PureForest: A Large-Scale Aerial Lidar and Aerial Imagery Dataset for Tree Species Classification in Monospecific Forests
Charles Gaydon, Floryne Roche
TL;DR
PureForest introduces the largest open, multimodal benchmark for tree species classification in monospecific forests, combining high-density aerial LiDAR and Very High Resolution imagery across 449 forests and 339 square kilometers. The dataset supports 18 tree species organized into 13 semantic classes and provides carefully curated polygon-based annotations, train/val/test splits, and 50-by-50 meter patches to enable robust evaluation. Baseline experiments show that LiDAR-based methods achieve strong performance (OA around 80% and mIoU around 55%), with colorized LiDAR offering limited gains and elevation context providing modest improvements; aerial imagery baselines are competitive but generally behind LiDAR in this setup. By releasing the dataset and baseline code, PureForest aims to advance deep learning for forest mapping, encourage multimodal fusion, and support reproducible, large-scale research in forest management and ecology.
Abstract
Knowledge of tree species distribution is fundamental to managing forests.

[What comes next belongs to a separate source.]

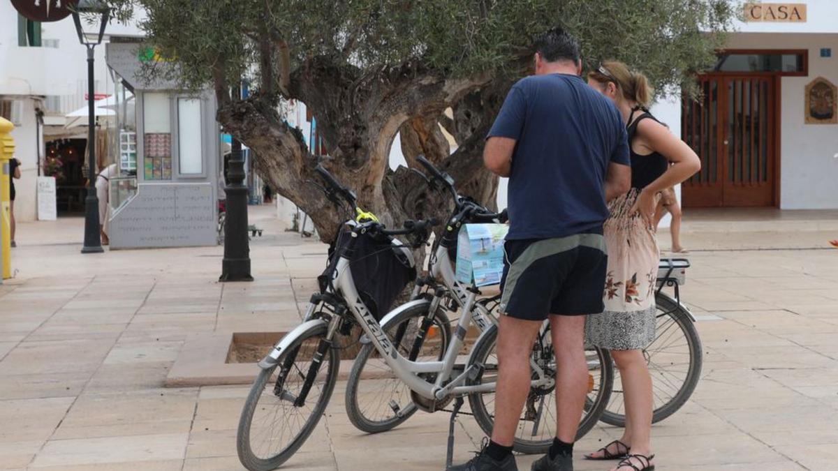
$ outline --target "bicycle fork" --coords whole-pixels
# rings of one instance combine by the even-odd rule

New deep learning approaches promise significant accuracy gains for forest mapping, and are becoming a critical tool for mapping multiple tree species at scale. To advance the field, deep learning researchers need large benchmark datasets with high-quality annotations. To this end, we present the PureForest dataset: a large-scale, open, multimodal dataset designed for tree species classification from both Aerial Lidar Scanning (ALS) point clouds and Very High Resolution (VHR) aerial images. Most current public Lidar datasets for tree species classification have low diversity as they only span a small area of a few dozen annotated hectares at most. In contrast, PureForest has 18 tree species grouped into 13 semantic classes, and spans 339 km$^2$ across 449 distinct monospecific forests, and is to date the largest and most comprehensive Lidar dataset for the identification of tree species. By making PureForest publicly available, we hope to provide a challenging benchmark dataset to support the development of deep learning approaches for tree species identification from Lidar and/or aerial imagery. In this data paper, we describe the annotation workflow, the dataset, the recommended evaluation methodology, and establish a baseline performance from both 3D and 2D modalities.